Halk Psikolojisi Bağlamında Âşıklık Sanatı Söylemi ve Âşık Veysel’in Söylem Evrelerindeki Yeri
Dosyalar
Tarih
Yazarlar
Dergi Başlığı
Dergi ISSN
Cilt Başlığı
Yayıncı
Erişim Hakkı
Özet
Halk psikolojisi, insanların inanç, istek, hayal, niyet ve duyguları gibi zihin durumlarını anlamlandırma ve gündelik yaşamda diğer insanların zihin durumlarını değerlendirerek onların davranışları hakkında öngörüde bulunabilme becerilerinin tümüdür. Zihin kuramı ve birçok farklı isimle de anılan halk psikolojisi, temelde insan zihninin önce kendi sınırlarını ve zihin durumlarını algılayan ve ardından başkalarının zihin durumlarını algılamayı kapsayan bilişsel bir beceri olmakla birlikte günlük konuşmalarımızın alt bölümlerini ifade eder. İçsel ve dışsal olarak iki durumlu incelenebilen halk psikolojisinde içsel durumlar insan zihninin kendini tanıması, anlamlandırması, “ben” oluşumu ve kendini söze dökebilme gibi kabiliyetleri incelerken, dışsal durumlar insan zihninin çevresini kavraması ve “ben” kavramının “biz” kavramına dönüşmesi; dolayısıyla “halk” oluşumunu irdeler. Tüm bu oluşumların temelinde zihnin algısında oluşanların söze dönüşümü yatmaktadır. İfade biçimlerinin kalıplara bağlı olmak koşulu ile yeni yaratmalara sahne olduğu âşıklık sanatı söylemlerinin halk psikolojisi kavramının hangi noktasında olduğunun altını çizmek amacı taşıyan bu çalışma, halk psikolojisi bağlamında âşıklık sanatı söylemini ele almaktadır. Tüm bu süreç içerisinde alana “halk psikolojisi” kavramının zihinsel bir süreç olduğuna ilişkin tanımı yapılacakken, ses açısından çok benzer olan “halkların psikolojisi” kavramı ile olan ayrıma dikkat çekilecektir.
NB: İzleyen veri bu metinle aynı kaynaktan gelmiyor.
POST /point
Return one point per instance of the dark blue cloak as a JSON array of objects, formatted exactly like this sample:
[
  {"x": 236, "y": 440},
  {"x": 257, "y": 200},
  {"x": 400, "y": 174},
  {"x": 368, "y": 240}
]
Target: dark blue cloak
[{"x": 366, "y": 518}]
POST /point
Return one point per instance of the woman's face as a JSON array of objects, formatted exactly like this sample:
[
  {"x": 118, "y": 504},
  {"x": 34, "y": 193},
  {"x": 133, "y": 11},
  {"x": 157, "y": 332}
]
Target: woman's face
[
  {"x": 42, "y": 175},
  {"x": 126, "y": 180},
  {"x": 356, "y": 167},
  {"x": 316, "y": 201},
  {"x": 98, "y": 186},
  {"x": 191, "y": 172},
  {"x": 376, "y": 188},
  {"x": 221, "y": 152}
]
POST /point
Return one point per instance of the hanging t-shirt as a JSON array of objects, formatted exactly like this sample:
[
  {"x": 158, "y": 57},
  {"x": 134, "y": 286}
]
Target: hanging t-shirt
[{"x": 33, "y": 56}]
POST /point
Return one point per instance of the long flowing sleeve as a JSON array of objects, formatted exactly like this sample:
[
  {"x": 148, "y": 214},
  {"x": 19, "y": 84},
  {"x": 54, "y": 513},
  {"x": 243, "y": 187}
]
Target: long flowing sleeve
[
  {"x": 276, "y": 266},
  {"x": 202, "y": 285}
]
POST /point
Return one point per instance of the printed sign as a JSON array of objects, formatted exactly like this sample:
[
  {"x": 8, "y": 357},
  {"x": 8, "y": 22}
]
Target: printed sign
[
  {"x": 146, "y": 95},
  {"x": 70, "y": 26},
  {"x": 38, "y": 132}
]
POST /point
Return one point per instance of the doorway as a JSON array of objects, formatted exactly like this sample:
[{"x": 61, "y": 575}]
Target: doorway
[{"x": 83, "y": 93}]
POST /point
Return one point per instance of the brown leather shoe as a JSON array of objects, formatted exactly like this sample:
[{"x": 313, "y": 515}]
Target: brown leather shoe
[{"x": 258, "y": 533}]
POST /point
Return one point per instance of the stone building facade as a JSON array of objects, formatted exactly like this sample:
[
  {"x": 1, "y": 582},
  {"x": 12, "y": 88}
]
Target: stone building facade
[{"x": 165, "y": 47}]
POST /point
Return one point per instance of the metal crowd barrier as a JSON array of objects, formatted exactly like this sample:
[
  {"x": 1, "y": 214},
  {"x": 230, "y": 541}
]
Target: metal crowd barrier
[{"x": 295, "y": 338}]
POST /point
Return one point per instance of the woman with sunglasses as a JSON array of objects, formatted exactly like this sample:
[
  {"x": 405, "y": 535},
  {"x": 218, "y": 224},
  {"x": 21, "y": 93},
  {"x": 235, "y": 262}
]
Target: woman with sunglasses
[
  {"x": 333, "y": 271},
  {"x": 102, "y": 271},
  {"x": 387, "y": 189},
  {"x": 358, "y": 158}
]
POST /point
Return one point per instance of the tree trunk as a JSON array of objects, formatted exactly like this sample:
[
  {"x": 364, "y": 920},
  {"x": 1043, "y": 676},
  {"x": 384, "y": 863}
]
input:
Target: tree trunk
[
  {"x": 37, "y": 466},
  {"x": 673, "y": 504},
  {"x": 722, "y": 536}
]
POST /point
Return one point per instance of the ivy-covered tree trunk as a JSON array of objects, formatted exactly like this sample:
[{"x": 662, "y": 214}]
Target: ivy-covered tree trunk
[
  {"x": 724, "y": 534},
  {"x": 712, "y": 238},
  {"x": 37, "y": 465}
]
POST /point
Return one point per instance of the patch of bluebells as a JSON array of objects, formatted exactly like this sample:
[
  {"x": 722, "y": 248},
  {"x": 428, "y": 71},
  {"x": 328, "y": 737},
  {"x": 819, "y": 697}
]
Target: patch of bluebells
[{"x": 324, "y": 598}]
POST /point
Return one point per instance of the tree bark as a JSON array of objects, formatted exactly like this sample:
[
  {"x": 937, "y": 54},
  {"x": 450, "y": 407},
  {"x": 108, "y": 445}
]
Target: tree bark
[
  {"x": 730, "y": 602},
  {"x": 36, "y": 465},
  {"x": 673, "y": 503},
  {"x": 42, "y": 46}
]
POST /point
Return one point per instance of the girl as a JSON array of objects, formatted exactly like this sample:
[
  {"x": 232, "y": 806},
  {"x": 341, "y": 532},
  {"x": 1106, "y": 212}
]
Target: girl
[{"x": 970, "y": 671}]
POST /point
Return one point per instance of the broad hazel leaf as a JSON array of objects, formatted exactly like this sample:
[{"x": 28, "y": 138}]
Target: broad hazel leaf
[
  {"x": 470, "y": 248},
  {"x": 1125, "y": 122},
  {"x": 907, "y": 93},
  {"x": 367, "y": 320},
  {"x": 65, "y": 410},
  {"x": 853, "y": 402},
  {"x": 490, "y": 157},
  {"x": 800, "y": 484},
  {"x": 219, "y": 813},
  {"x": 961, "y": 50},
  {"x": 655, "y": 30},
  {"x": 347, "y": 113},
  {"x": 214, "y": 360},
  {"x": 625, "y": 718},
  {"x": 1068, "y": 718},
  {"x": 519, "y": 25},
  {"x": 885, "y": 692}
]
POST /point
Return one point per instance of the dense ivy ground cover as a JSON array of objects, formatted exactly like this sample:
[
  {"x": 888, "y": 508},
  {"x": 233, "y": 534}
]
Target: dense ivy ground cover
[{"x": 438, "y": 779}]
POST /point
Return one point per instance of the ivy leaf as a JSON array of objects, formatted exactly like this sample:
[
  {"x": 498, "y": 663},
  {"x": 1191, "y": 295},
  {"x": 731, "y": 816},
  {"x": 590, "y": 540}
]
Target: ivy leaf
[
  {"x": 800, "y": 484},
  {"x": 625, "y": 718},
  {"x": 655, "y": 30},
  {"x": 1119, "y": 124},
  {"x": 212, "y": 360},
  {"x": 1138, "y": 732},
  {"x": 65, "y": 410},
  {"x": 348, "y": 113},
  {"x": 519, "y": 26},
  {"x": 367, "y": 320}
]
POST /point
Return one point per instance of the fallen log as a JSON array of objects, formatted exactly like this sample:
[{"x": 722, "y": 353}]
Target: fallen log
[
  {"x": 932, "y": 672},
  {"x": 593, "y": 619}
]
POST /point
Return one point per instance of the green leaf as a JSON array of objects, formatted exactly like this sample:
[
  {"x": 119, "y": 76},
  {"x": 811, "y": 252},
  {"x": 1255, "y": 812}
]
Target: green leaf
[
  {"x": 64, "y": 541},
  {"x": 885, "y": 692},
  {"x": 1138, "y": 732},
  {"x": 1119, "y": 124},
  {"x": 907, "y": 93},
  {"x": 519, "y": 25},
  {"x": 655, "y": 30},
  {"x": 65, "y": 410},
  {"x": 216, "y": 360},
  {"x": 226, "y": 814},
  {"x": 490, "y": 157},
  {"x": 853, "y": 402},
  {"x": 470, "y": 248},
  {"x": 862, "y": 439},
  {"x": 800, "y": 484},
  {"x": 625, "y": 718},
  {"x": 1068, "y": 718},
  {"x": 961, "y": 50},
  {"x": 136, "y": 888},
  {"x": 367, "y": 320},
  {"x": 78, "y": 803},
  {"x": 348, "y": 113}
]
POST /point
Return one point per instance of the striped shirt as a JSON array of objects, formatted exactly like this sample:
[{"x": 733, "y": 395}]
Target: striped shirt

Genelde halk psikolojisinin “ne olduğu” ile “ne olmadığının” kısaca tanımının yapıldığı çalışmada, halk psikolojisinde söylemin üç ana evresinin olduğu belirtilecek; âşıklık sanatının ise bu evrelerden hangisine dahil olduğu sorunsalının yanıtı aranacaktır. Dolayısıyla âşıklık sanatı icrasında var olan söylemlerin başlangıcından bu yana hangi evreye dahil edileceği belirtilerek özelde Âşık Veysel’in söylemlerinin “tekrar eden anlatı” evresine mi “işlenen anlatı” evresine mi dahil olduğuna değinilecektir. Sonuç olarak dört temel hipotezle kendini ifade eden halk psikolojisi kavramında söylemin evrelerini açıklarken son ve temel hipotez olan “anlatı gerçekleştirme” hipotezinin Âşık Veysel söylemlerini sınıflandırırkenki konumuna da yer verilecektir.